Companies are also entering the fray of political positions, a phenomenon that found the spotlight during the 2010 midterm election. Almost 25 percent of respondents reported their companies have sent information to employees on certain candidates and how their policy measures may impact the company. Six percent of companies openly contribute to political campaigns, and another six percent privately support candidates. In 12 percent of cases, while the company does not support campaigns publicly, the CEO or executive team does.
With all this potentially confrontational discourse occurring at the office, only 3 percent of companies have formal policies for discussing politics at work, and another 13 percent have discussed the possibility of implementing guidelines.
Challenger, Gray & Christmas issued the following suggestions for keeping political discussions from negatively affecting one’s career:
Keep it civil: Do not let friendly banter deteriorate into a name-calling shouting match.
Know your colleague: Career-wise, it is probably safer to converse with those who share your views.

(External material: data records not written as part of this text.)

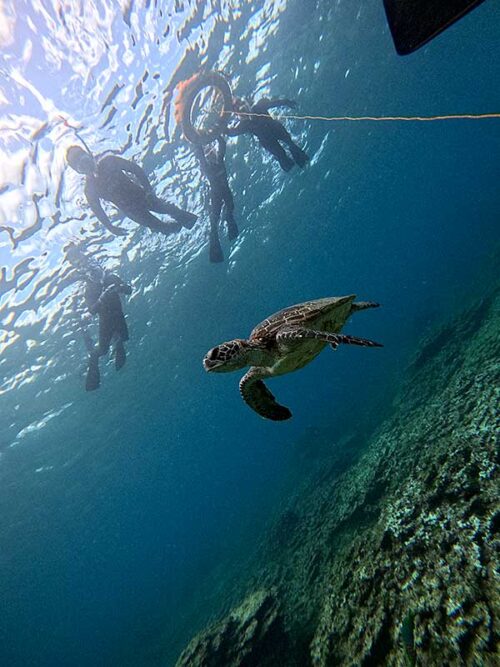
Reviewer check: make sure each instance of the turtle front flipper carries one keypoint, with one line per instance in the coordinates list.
(298, 333)
(256, 395)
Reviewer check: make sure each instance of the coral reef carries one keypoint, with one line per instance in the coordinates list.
(251, 635)
(394, 560)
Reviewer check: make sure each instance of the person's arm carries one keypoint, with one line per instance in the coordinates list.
(236, 130)
(95, 204)
(132, 168)
(222, 148)
(200, 154)
(265, 104)
(92, 298)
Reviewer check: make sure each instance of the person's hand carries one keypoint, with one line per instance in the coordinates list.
(117, 231)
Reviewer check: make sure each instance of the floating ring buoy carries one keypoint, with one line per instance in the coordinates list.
(188, 91)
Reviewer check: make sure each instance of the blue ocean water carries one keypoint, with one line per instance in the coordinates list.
(116, 505)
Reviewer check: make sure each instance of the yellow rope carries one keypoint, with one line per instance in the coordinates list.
(465, 116)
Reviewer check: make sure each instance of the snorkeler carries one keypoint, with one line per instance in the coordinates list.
(269, 131)
(213, 168)
(102, 297)
(125, 184)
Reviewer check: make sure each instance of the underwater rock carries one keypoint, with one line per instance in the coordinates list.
(250, 636)
(394, 561)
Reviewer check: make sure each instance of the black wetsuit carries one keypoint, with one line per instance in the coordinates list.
(214, 169)
(125, 184)
(102, 297)
(270, 132)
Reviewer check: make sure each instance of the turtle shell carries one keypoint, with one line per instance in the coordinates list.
(329, 314)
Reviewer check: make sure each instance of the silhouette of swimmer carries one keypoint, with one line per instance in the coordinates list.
(213, 168)
(102, 298)
(269, 131)
(125, 184)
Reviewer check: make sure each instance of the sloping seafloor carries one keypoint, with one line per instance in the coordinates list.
(388, 556)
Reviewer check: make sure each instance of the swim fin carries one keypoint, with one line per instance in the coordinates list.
(301, 157)
(93, 379)
(216, 255)
(415, 22)
(120, 355)
(232, 228)
(186, 219)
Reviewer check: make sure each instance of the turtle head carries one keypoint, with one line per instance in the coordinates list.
(227, 357)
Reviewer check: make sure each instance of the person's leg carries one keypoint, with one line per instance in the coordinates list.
(215, 211)
(120, 354)
(232, 227)
(93, 379)
(184, 218)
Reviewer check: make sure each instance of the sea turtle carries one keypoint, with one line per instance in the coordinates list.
(285, 342)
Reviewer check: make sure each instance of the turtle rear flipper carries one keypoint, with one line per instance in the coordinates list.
(257, 396)
(363, 305)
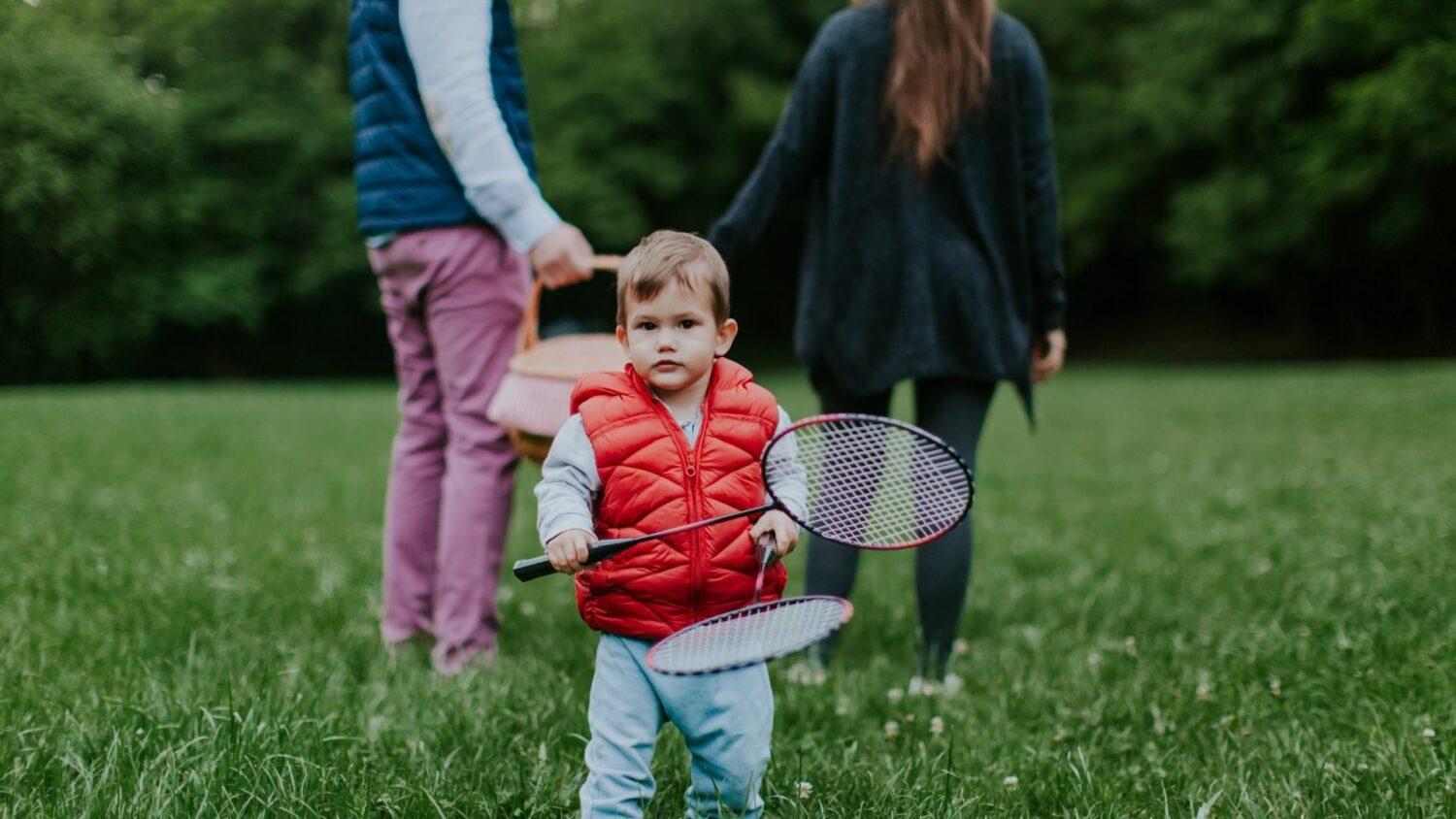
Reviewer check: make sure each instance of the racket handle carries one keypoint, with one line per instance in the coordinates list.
(768, 548)
(536, 568)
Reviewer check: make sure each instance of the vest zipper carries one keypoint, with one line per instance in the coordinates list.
(690, 457)
(695, 495)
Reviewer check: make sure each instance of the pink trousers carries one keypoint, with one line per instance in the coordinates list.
(453, 300)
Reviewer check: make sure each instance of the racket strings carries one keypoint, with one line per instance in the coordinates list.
(871, 483)
(751, 635)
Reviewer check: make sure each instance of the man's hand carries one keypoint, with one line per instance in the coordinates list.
(562, 256)
(785, 531)
(568, 550)
(1047, 354)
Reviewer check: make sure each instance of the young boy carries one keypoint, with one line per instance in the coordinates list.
(673, 438)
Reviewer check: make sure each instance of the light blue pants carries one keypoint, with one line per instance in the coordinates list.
(725, 719)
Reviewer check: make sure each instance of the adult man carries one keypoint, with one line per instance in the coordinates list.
(448, 206)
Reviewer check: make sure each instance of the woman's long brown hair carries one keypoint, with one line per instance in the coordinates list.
(940, 72)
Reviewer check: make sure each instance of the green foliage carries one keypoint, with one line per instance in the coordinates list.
(1263, 146)
(90, 154)
(178, 192)
(1197, 586)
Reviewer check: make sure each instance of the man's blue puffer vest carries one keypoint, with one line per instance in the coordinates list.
(402, 177)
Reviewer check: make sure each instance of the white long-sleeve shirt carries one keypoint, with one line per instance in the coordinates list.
(570, 480)
(448, 47)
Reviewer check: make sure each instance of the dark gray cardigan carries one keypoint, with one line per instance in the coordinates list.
(900, 277)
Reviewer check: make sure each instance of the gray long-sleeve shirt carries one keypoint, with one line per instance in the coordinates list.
(570, 480)
(447, 47)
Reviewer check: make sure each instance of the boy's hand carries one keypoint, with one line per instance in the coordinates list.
(785, 531)
(568, 550)
(1047, 354)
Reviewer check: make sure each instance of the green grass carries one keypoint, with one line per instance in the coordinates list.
(1226, 588)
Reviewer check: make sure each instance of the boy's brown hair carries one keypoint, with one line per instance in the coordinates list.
(666, 256)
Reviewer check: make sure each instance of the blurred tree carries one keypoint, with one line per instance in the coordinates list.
(177, 194)
(89, 160)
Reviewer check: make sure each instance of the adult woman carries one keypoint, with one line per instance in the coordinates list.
(919, 139)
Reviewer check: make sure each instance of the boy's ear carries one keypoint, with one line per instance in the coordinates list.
(727, 332)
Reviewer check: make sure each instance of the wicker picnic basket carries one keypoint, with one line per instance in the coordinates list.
(533, 401)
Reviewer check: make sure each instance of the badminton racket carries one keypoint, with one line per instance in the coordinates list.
(751, 635)
(861, 480)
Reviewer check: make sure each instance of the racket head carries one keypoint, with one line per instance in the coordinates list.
(871, 481)
(748, 636)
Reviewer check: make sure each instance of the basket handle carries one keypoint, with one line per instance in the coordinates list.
(532, 320)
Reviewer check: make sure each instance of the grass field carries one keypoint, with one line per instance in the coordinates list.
(1222, 592)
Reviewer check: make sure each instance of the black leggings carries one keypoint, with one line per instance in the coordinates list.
(955, 410)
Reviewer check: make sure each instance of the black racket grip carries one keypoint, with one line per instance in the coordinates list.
(536, 568)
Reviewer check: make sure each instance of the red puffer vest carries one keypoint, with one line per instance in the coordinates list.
(651, 480)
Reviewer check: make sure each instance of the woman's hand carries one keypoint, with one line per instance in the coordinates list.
(1047, 354)
(568, 550)
(785, 531)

If unsure about a colleague’s views, then avoid political conversations or carefully probe for his or her views.
Do not campaign: Give-and-take conversations are acceptable, but campaigning can be off-putting. If someone expresses discomfort with political discussions, respect his or her wishes.
If you must talk politics, stick to politics: While politics are increasingly entwined with religion, consider that aspect of the debate off limits and avoid personal attacks.
Do not evaluate based on politics: You may not agree with a coworker’s political views, but, if you are a supervisor, do not let that influence your assessment of that person’s work and/or value to the company.